According to Melissa Ramirez Cooper, director of communications for the Illinois Network of Charter Schools, there are 141 charter public schools in Illinois that more than 64,700 students attend. Parents are finding that these charter schools are better equipped to prepare their children for college than traditional public schools in the state.

“A hallmark of the charter public school community is autonomy, which enables charter school administrators and teachers the flexibility to be innovative with curriculum and classrooms,” Ramirez Cooper told Chicago City Wire.


Melissa Ramirez Cooper | Illinois Network of Charter Schools

Chicago Public Schools spends more than $15,000 per child per year, but less than 20 percent of its students will graduate college-ready in four years. In contrast, the Archdiocese of Chicago Schools has a 90 percent college-ready graduation rate.

“Some charters are college-prep focused, STEM-focused, and others integrate the arts into curriculum and classrooms. This kind of flexibility and innovation aims to provide a range of options, so that parents can choose a charter school that best fit their child’s needs,” she said.

Charter schools may be more beneficial than public schools in the state because they have a higher level of academic achievement, higher graduation rates and post-secondary success, Ramirez Cooper said.

“In Chicago, one in four high school students attend a charter public school,” Ramirez Cooper said. 

Given the city’s new high school enrollment system – GoCPS – eighth-graders can rank up to 20 choices for high schools across Chicago.

Funding for charter schools is provided by the state through local property taxes. They are nonprofit schools that rely on this funding to operate. Parents do not pay for their children to attend a charter school and money is not taken out of the budget of district-run schools, allowing autonomous operation for a charter entity.

“In Illinois, public money for education belongs to students, and funding follows the student to their family’s public school of choice,” Ramirez Cooper said.

The Chicago Teachers Union recently criticized mayoral candidate Susana Mendoza over school vouchers, which a press release stated "rob public school districts of funds" and promote "charter schools over public schools."

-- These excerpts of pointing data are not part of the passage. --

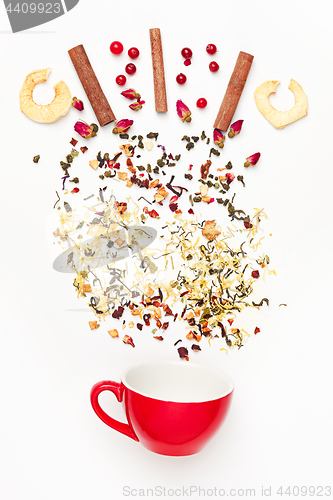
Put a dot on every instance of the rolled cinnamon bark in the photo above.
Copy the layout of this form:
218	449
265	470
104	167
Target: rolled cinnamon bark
158	70
91	85
234	91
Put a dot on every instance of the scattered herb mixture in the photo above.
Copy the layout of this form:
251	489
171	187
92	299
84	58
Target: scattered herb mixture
204	273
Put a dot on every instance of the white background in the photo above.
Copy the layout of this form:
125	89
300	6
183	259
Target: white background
279	429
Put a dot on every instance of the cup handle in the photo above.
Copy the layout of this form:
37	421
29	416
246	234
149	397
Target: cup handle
117	389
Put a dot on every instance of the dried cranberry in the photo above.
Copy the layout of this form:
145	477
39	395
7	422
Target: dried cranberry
211	48
133	52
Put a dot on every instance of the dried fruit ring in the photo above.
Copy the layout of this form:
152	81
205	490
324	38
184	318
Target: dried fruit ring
48	113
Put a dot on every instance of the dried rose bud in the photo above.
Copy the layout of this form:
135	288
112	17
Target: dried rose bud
83	129
252	160
183	353
183	111
230	177
122	126
136	105
77	104
130	94
128	340
235	128
218	138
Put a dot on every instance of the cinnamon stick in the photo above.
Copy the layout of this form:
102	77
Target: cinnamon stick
91	85
234	91
158	70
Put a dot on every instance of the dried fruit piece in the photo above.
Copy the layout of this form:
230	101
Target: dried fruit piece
114	333
183	111
122	126
41	113
279	119
93	325
252	160
235	128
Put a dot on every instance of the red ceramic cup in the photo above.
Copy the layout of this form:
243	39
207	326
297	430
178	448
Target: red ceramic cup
171	408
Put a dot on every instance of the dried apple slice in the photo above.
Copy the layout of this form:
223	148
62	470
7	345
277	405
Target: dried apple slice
41	113
280	119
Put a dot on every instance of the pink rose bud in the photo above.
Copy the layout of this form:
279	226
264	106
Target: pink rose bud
218	138
122	126
183	111
77	104
83	129
136	105
230	177
130	94
252	160
235	128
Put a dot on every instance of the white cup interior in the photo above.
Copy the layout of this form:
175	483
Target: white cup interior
181	382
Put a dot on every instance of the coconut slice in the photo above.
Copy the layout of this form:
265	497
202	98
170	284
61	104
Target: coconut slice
48	113
280	119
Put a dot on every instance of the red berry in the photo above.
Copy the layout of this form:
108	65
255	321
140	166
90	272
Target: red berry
202	102
187	53
121	79
133	52
213	66
116	48
211	48
130	68
181	79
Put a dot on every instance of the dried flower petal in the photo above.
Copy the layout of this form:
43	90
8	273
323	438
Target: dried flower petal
114	333
183	111
183	353
83	129
252	160
122	126
77	104
136	105
218	138
93	325
230	177
128	340
130	94
235	128
209	230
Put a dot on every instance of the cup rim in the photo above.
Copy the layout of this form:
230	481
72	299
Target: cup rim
188	363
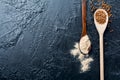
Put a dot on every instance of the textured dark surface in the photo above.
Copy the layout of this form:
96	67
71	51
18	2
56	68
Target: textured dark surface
36	37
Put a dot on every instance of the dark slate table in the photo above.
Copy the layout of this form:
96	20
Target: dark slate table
36	37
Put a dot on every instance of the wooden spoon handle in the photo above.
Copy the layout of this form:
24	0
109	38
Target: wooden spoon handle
101	58
84	32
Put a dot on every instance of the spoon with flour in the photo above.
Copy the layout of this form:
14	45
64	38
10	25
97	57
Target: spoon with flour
85	43
101	21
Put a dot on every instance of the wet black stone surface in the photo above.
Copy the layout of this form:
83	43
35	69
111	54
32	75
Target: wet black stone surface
36	37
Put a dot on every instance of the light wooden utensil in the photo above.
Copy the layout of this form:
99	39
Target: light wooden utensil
101	29
84	28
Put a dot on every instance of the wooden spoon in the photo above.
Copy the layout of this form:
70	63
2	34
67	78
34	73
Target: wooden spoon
101	29
84	30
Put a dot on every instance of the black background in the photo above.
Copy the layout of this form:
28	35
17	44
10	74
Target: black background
36	37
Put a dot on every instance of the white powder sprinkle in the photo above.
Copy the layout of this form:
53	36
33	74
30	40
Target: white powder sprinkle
85	61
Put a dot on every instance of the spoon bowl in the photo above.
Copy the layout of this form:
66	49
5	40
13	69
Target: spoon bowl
101	27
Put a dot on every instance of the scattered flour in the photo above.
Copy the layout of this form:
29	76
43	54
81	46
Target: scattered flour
84	59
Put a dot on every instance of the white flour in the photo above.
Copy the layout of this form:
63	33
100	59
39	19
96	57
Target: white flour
85	44
85	62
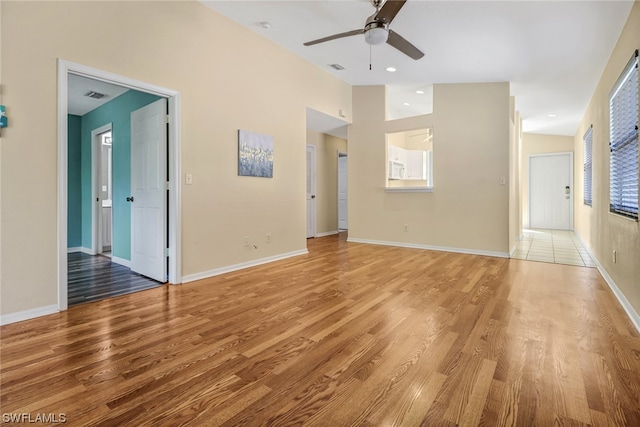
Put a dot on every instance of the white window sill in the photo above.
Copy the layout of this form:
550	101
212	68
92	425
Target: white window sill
408	189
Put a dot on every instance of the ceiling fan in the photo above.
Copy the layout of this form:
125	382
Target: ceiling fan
376	29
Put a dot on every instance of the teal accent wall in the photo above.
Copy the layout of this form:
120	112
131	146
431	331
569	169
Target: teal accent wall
118	113
74	182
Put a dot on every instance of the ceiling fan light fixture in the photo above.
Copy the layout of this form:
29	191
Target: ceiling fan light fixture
376	34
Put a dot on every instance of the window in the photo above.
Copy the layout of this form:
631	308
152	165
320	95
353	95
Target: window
623	110
588	166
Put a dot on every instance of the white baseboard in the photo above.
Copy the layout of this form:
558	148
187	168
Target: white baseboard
121	261
327	233
622	299
5	319
431	248
240	266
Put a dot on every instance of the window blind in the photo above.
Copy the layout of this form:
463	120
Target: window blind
623	110
588	166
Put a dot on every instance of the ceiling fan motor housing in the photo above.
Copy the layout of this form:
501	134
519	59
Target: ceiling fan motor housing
376	32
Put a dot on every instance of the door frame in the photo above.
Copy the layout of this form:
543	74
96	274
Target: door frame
564	153
96	169
345	155
174	216
313	213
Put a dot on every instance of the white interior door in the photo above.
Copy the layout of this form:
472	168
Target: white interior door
551	191
148	179
311	191
342	191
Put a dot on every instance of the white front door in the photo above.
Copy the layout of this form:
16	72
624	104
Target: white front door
148	179
311	191
342	191
551	191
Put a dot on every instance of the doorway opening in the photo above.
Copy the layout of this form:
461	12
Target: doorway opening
311	191
343	224
169	117
102	172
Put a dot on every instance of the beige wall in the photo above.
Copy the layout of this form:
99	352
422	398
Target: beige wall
468	209
605	232
327	148
533	143
229	79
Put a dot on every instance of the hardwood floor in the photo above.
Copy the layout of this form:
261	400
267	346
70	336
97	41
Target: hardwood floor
92	278
350	334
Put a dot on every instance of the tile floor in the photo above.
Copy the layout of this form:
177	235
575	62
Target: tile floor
554	246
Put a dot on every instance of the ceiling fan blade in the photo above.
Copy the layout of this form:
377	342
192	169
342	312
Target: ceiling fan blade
389	10
400	43
335	36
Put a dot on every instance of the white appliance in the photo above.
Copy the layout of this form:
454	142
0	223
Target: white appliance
396	170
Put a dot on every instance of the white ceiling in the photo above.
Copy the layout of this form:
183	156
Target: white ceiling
552	52
77	86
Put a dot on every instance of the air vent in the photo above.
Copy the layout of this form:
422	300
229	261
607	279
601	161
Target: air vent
95	95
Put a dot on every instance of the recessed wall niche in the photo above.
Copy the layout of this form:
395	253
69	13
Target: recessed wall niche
409	160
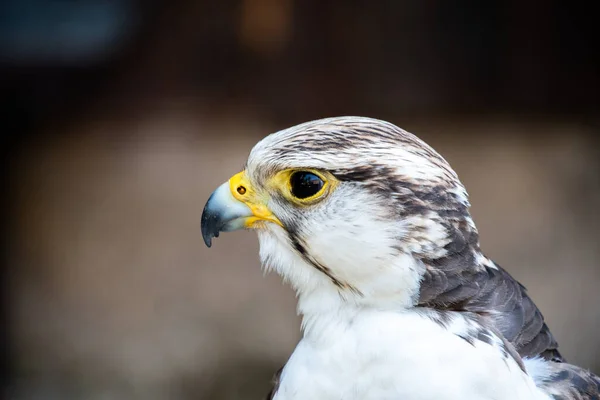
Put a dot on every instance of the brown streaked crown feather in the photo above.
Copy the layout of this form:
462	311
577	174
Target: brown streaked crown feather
458	277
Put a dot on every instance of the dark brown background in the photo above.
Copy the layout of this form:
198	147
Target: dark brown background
123	116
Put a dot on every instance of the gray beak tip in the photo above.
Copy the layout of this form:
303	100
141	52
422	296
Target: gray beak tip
222	213
209	227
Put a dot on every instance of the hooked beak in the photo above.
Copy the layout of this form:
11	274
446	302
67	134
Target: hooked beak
234	205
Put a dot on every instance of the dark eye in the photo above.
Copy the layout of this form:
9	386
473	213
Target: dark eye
305	184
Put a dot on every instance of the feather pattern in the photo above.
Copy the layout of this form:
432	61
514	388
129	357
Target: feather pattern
418	202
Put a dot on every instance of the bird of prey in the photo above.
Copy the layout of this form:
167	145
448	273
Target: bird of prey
371	227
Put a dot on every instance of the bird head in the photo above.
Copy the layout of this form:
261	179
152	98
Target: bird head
351	206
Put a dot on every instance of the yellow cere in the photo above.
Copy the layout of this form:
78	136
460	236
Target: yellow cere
242	190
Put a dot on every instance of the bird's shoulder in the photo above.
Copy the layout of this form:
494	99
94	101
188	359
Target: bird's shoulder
491	292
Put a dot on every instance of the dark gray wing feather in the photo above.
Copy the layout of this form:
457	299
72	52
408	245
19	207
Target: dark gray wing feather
492	293
569	382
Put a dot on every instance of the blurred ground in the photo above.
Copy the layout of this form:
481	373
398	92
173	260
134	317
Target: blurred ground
123	116
115	295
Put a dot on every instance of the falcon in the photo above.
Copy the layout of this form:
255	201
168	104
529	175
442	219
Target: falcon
371	228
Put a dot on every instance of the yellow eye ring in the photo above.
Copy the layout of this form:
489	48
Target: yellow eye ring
304	186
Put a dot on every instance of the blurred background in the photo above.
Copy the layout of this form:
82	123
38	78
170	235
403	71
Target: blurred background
121	117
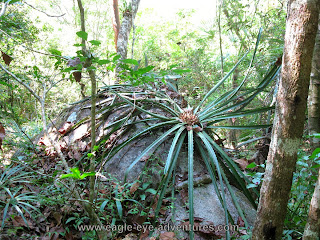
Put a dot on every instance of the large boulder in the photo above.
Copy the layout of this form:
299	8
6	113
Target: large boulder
72	131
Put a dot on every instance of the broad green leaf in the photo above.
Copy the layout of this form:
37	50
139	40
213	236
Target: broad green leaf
144	70
69	175
152	191
242	127
180	71
190	182
172	148
55	51
251	165
103	61
76	171
82	35
95	42
78	45
104	204
84	175
151	146
130	61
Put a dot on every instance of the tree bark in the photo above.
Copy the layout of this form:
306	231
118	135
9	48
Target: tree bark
116	21
301	28
314	95
125	28
312	228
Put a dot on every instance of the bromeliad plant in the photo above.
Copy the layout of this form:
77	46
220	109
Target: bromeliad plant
194	126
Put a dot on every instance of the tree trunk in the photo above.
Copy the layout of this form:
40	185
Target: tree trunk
116	21
314	95
125	28
301	28
312	228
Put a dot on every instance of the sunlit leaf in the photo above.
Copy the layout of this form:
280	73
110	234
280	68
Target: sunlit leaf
82	35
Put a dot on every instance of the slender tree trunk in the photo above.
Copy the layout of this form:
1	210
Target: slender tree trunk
92	76
289	119
314	94
115	21
125	28
312	228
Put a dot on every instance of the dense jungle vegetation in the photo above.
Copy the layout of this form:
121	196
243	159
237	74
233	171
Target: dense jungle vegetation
202	81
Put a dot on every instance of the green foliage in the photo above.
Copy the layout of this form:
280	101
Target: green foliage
303	183
13	197
77	175
195	127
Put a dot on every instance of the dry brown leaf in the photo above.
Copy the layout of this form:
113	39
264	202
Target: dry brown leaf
74	62
57	216
144	235
134	187
243	163
77	76
6	58
19	222
65	128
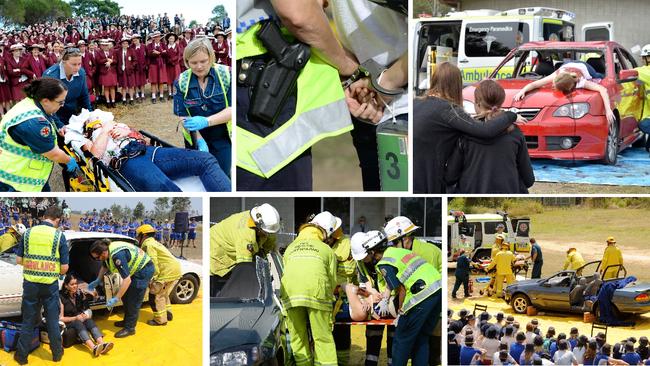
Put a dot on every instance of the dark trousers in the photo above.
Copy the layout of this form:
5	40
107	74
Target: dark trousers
295	176
413	331
133	297
374	336
461	280
537	270
37	296
364	138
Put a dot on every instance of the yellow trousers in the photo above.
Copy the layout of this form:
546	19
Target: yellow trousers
509	278
320	322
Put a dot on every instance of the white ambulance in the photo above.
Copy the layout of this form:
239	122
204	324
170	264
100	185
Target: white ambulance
478	40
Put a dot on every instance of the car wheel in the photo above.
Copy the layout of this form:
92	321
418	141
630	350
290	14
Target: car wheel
185	290
520	303
611	145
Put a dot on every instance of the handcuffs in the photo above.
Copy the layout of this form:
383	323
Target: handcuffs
371	69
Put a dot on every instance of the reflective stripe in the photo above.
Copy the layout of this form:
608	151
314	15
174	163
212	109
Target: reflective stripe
420	296
289	142
411	269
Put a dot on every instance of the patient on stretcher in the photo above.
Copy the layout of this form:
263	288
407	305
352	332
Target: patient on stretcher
147	168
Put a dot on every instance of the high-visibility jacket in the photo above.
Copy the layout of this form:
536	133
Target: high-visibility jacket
611	257
346	271
309	275
41	259
644	77
167	268
233	240
20	167
410	269
428	252
7	241
320	110
223	78
139	258
573	261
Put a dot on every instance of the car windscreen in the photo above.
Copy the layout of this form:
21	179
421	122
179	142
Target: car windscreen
244	284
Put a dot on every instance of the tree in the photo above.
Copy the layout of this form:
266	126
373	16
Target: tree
181	204
95	8
219	14
138	211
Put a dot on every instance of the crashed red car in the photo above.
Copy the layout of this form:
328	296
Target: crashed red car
573	126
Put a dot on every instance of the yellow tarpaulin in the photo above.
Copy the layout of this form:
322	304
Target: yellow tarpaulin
177	343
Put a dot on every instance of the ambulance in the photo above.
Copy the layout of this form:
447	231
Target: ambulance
480	230
478	40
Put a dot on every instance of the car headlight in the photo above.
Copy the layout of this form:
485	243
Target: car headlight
235	358
469	108
572	110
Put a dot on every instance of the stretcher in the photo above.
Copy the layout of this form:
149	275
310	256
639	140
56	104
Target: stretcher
94	175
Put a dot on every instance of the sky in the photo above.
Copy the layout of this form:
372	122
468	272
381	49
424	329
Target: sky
199	10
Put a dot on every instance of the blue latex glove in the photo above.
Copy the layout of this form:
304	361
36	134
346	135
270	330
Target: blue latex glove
94	284
202	145
72	165
195	123
112	302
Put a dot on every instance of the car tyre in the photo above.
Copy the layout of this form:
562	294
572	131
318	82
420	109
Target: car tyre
185	290
611	145
520	303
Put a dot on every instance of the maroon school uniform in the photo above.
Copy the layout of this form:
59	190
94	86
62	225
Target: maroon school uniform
140	67
125	67
156	62
107	74
172	63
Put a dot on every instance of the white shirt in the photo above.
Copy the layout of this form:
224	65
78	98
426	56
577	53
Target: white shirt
371	31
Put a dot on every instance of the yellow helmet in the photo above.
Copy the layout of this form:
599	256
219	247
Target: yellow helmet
145	229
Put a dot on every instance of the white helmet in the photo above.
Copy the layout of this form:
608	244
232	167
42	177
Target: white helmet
362	242
266	218
399	227
645	51
20	229
327	222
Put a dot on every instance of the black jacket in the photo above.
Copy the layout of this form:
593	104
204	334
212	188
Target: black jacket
500	165
437	126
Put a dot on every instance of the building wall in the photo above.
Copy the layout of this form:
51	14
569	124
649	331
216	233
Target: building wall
630	17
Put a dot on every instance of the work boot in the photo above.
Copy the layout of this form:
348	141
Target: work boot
155	323
20	361
124	332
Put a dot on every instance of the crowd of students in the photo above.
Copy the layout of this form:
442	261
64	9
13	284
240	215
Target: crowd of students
504	341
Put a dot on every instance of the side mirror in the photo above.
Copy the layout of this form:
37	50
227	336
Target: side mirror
625	76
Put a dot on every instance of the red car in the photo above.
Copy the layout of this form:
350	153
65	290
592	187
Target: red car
573	126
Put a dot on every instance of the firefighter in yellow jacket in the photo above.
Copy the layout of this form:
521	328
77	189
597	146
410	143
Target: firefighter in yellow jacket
611	257
167	272
503	261
307	294
238	238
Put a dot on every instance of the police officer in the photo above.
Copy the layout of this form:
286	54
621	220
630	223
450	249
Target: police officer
167	272
503	261
374	283
44	255
238	238
274	154
9	239
418	284
611	257
310	302
29	138
136	269
203	100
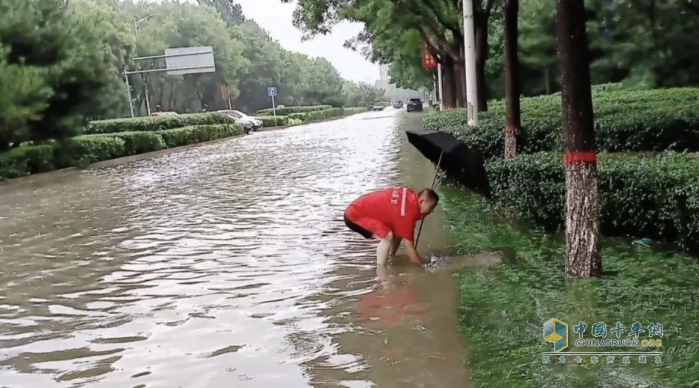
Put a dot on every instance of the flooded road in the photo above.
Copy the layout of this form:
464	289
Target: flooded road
225	265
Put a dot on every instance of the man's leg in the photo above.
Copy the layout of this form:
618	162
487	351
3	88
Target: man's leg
384	249
395	245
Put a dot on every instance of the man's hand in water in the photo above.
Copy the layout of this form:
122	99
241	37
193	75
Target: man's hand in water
415	258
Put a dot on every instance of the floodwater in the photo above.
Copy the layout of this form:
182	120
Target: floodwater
225	265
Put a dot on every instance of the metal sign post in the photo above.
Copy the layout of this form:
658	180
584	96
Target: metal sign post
470	66
178	61
128	88
272	92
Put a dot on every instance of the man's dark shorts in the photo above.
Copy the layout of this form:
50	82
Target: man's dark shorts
363	232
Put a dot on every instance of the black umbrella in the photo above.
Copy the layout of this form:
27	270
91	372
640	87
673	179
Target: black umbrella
457	160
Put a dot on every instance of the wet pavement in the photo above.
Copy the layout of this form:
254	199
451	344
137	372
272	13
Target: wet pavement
225	265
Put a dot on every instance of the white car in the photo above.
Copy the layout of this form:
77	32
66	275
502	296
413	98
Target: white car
248	122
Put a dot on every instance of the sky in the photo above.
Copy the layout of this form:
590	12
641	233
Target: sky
277	19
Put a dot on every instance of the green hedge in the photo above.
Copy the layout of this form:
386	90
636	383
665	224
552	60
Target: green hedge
139	142
354	110
318	115
292	109
82	150
151	124
271	121
14	163
641	195
649	120
196	134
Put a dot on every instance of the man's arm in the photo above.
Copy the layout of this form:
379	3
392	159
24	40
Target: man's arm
412	253
395	245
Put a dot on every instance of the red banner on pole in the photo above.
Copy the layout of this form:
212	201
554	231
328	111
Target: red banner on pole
428	60
225	92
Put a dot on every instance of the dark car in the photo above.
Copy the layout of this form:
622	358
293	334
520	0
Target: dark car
415	105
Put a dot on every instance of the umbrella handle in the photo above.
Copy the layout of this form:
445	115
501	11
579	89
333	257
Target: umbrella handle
434	181
436	171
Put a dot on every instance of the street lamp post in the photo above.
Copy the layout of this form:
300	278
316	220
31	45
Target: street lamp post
470	65
137	23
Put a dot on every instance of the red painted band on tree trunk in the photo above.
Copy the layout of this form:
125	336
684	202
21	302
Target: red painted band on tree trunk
581	156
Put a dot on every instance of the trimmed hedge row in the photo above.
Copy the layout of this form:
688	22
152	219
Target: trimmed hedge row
198	134
152	124
648	120
292	109
318	115
271	121
641	195
82	150
293	118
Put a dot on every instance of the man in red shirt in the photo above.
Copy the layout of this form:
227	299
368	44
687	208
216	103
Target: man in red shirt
390	215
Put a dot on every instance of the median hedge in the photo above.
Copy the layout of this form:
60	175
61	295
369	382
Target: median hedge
151	124
648	120
641	195
292	109
271	121
139	142
318	115
82	150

"The last thing this city and our students need is Rahm 3.0—and that is exactly what Susana Mendoza represents," said CTU President Jesse Sharkey in the release. "She loves privatization, she has contempt for democracy for our school district, she did virtually nothing as state representative to leverage the funding that public schools desperately need—though she was happy to cosign the giveaway of hundreds millions of dollars for charters like UNO—and she would continue the politics of austerity and privatization that have plagued the regimes of the current mayor and his predecessor. People deserve to know what her agenda is—and we aim to help voters find out about her track record."